Expected winrates based on Glicko2 ratings

Nigule · January 17, 2025, 3:20pm

Hello,

I have read the thread regarding the current Glicko2 rating (OGS has a new Glicko-2 based rating system! [2017]) and also saw this interesting chart here: What elo is required for each rank on OGS? (is this still up to date? I saw a formula in the first link to get the Glicko2 rating from the kuy/dan rank and the coefficients are different).

My question is: given the Glicko2 ranking information (rating, deviation, volatility) of two players, what is the formula to calculate their expected win rates when they are playing each other?

I am curious to know what is the win rate between different ranks in OGS, as per the ranking system design. Or to say it differently, what is the win rate increase when player strength increases by one stone in the OGS rating system.

Thanks!

shinuito · January 17, 2025, 3:34pm

At least part of it you can play around with here

It’s technically separate from the actual rating code, and so the winrate formula for example might be outdated, compared to the backend code as noted here

Linked there in the glicko pdf is at least the win rate in Glicko, which might need to be adjusted for scale
for glicko2, but it doesn’t include the volatilities.

I don’t actually know what the proper winrate formula would be for two players, taking all variables into account.

I think you can find some examples and tables of winrates with and without handicap in older posts

benjito · January 18, 2025, 1:18am

Ignoring deviation, Glicko 2 winrates should be the same as Elo winrates.

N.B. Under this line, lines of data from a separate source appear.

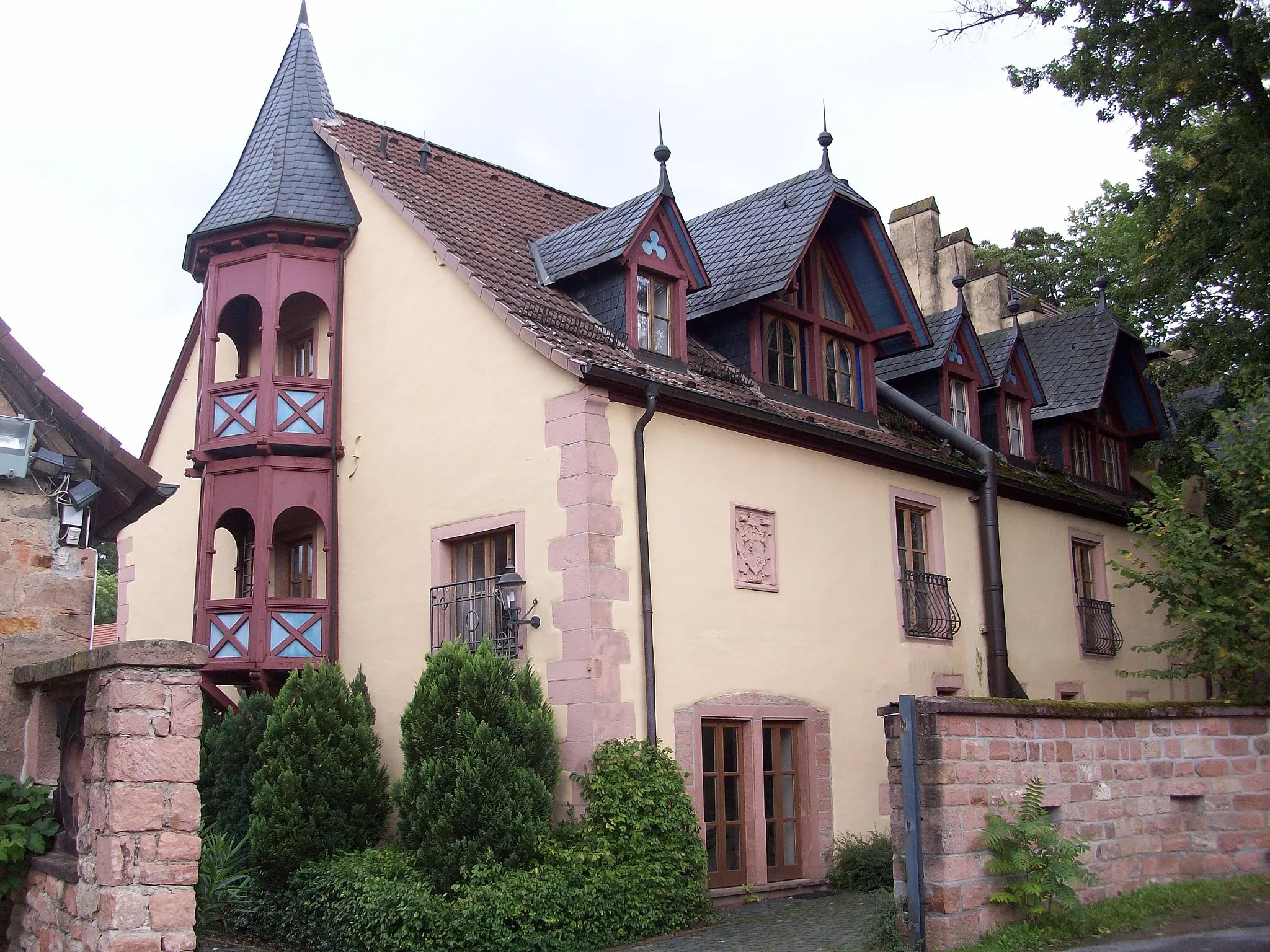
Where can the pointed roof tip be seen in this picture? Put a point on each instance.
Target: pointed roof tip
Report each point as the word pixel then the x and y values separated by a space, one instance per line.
pixel 826 140
pixel 662 154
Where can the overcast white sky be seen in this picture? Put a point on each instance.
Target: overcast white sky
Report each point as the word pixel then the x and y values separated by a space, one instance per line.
pixel 123 123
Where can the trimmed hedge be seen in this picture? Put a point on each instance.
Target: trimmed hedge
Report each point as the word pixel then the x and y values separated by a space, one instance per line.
pixel 631 868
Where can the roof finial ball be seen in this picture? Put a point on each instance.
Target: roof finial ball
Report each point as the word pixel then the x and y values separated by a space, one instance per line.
pixel 662 152
pixel 825 139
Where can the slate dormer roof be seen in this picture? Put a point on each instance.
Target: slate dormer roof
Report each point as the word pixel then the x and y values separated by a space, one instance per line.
pixel 591 242
pixel 943 328
pixel 752 245
pixel 1072 353
pixel 998 348
pixel 286 172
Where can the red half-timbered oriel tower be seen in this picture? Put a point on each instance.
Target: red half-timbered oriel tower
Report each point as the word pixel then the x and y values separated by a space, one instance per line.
pixel 270 255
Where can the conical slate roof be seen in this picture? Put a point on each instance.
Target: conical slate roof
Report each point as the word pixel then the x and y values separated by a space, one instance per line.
pixel 286 170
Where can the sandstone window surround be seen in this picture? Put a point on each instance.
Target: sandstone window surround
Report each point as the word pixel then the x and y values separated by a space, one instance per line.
pixel 934 559
pixel 753 549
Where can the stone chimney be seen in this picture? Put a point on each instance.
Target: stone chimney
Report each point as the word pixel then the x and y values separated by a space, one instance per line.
pixel 915 230
pixel 929 258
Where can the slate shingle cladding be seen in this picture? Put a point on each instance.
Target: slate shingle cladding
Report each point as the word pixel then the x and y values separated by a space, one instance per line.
pixel 591 242
pixel 286 170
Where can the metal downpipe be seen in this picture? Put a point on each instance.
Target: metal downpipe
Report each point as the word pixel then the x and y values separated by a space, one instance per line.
pixel 990 531
pixel 646 573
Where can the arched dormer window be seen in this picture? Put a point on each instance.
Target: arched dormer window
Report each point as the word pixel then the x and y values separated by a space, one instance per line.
pixel 840 371
pixel 654 298
pixel 784 357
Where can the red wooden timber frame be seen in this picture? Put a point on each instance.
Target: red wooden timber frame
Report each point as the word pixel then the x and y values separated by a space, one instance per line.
pixel 675 270
pixel 968 375
pixel 267 471
pixel 813 324
pixel 1021 392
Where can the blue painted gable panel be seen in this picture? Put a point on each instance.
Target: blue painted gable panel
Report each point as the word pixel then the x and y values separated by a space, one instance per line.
pixel 1128 395
pixel 868 276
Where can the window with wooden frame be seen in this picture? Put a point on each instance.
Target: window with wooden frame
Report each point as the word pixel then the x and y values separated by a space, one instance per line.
pixel 959 404
pixel 840 371
pixel 300 568
pixel 833 302
pixel 1082 454
pixel 244 571
pixel 911 539
pixel 1015 443
pixel 781 796
pixel 784 353
pixel 723 803
pixel 654 298
pixel 482 557
pixel 301 351
pixel 1109 461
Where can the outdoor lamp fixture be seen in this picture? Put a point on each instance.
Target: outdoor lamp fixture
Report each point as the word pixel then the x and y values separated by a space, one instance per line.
pixel 17 438
pixel 508 588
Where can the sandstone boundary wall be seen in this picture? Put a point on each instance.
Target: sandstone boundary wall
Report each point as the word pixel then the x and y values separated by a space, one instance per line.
pixel 1160 791
pixel 131 886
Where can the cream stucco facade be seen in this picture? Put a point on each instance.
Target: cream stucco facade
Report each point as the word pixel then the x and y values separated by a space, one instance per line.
pixel 447 426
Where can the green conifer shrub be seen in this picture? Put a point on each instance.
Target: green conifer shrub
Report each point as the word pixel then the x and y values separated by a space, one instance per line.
pixel 229 762
pixel 481 760
pixel 321 788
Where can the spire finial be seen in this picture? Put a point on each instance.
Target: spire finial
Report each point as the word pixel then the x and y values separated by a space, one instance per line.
pixel 664 155
pixel 825 139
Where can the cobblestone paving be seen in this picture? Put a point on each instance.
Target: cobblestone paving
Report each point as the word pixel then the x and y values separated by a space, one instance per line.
pixel 815 923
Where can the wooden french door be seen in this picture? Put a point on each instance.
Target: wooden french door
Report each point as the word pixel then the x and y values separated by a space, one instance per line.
pixel 781 796
pixel 723 800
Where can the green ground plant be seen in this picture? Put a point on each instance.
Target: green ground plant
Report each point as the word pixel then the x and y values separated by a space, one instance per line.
pixel 321 788
pixel 1148 908
pixel 25 827
pixel 230 757
pixel 861 863
pixel 1043 865
pixel 481 760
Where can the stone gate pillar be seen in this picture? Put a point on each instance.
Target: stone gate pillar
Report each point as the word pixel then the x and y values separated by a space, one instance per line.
pixel 125 881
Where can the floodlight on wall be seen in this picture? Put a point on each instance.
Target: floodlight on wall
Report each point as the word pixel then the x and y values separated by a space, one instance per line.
pixel 83 494
pixel 51 464
pixel 17 438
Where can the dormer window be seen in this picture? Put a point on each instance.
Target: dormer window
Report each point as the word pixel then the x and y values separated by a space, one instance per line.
pixel 654 314
pixel 959 404
pixel 784 357
pixel 1015 442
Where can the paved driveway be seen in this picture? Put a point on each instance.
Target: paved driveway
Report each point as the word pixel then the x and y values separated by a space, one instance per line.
pixel 814 923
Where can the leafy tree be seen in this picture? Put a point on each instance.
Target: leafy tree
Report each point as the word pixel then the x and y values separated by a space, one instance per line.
pixel 1212 570
pixel 481 762
pixel 1043 865
pixel 230 758
pixel 358 687
pixel 321 787
pixel 1192 74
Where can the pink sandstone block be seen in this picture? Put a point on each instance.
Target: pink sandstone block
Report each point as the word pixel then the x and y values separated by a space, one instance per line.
pixel 172 910
pixel 186 808
pixel 153 759
pixel 141 808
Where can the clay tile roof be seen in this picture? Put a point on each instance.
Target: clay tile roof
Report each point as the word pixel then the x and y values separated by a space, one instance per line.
pixel 285 170
pixel 591 242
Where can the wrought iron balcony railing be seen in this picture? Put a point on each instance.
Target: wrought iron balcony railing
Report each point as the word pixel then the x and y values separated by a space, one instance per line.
pixel 1099 631
pixel 929 610
pixel 469 612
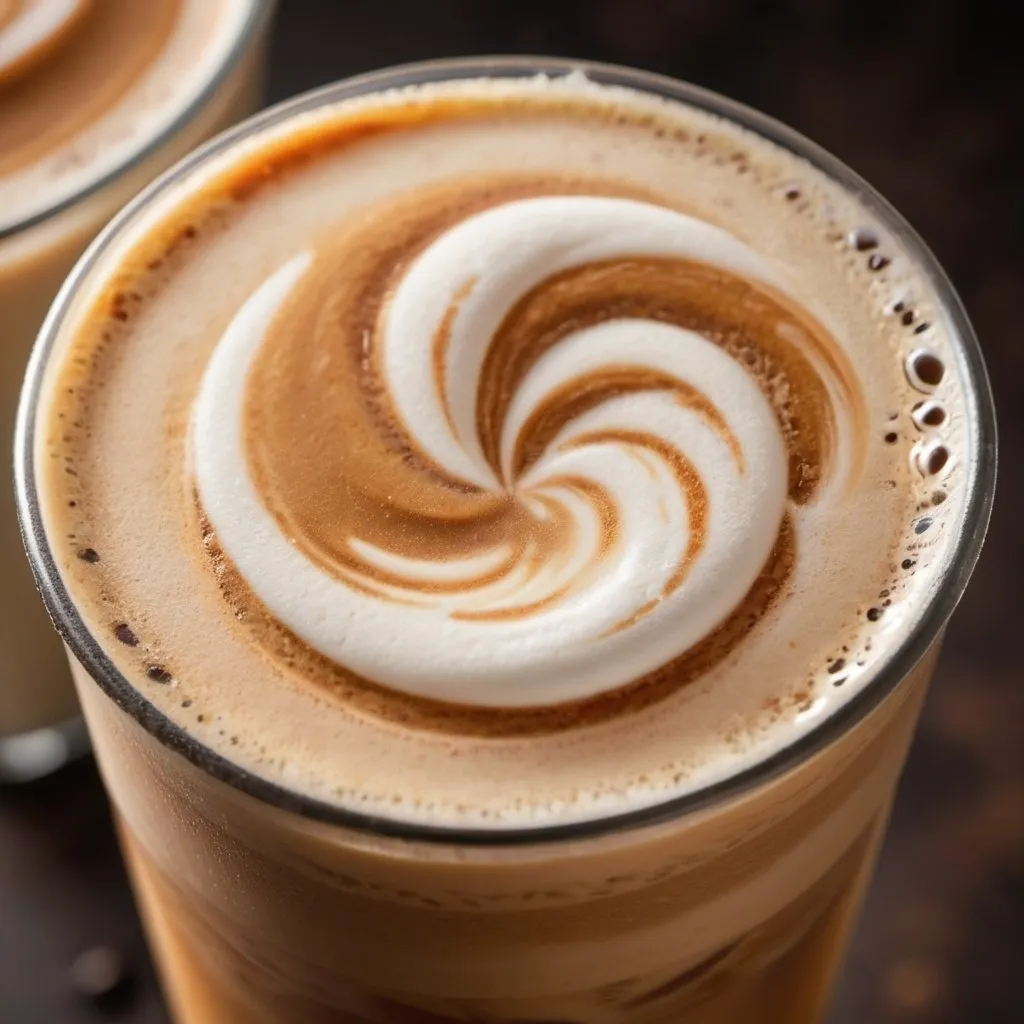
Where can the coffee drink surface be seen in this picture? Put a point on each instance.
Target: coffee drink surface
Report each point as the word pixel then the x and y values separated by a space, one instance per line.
pixel 86 83
pixel 96 98
pixel 502 454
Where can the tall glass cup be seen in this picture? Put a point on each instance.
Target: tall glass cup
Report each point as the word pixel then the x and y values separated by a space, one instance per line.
pixel 40 724
pixel 729 905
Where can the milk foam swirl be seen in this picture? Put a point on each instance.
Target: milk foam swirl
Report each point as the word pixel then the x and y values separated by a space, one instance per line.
pixel 515 449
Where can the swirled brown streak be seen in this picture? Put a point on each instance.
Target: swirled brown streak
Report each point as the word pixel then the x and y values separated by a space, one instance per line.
pixel 60 87
pixel 316 386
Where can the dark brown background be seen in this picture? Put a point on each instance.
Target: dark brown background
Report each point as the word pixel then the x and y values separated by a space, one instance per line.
pixel 927 100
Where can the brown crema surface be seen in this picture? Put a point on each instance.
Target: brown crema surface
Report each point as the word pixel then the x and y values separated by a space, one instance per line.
pixel 334 461
pixel 317 386
pixel 78 74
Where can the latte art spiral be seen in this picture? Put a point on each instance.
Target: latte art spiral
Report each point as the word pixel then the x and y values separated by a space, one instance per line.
pixel 515 444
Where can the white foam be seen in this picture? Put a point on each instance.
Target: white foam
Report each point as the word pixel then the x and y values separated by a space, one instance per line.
pixel 571 647
pixel 199 47
pixel 773 690
pixel 35 25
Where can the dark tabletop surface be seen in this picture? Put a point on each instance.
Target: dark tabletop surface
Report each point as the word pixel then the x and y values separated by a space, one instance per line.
pixel 926 99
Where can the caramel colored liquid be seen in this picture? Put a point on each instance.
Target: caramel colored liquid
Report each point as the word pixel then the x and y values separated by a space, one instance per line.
pixel 738 913
pixel 35 691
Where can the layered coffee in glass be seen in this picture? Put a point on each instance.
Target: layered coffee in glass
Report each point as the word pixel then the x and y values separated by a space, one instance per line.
pixel 95 99
pixel 503 515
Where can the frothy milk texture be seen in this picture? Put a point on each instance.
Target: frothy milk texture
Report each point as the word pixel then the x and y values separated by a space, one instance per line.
pixel 502 453
pixel 85 85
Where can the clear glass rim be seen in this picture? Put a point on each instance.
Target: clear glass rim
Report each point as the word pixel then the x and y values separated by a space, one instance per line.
pixel 980 470
pixel 257 16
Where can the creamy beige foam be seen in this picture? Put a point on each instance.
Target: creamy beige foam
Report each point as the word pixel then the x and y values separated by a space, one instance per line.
pixel 502 453
pixel 85 84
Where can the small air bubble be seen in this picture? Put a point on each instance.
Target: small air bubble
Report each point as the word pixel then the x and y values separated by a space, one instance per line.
pixel 929 414
pixel 863 240
pixel 123 632
pixel 925 370
pixel 931 458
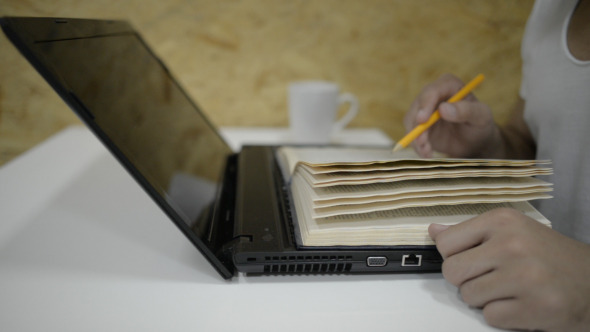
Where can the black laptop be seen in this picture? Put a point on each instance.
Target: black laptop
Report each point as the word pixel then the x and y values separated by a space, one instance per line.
pixel 234 207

Here is a table for Elo: I.S. 318 Chess Team

If you happen to find a more complete formula, taking deviation/volatility into account, please share here!

shinuito · January 18, 2025, 9:21am

This is the one for Glicko.

You see the expected outcome depends on the sum of the variances of the two players.

For Glicko2 the scales need to change for the ratings, so the formula would be slightly different, but as a first guess (without volatilities) it could be the above.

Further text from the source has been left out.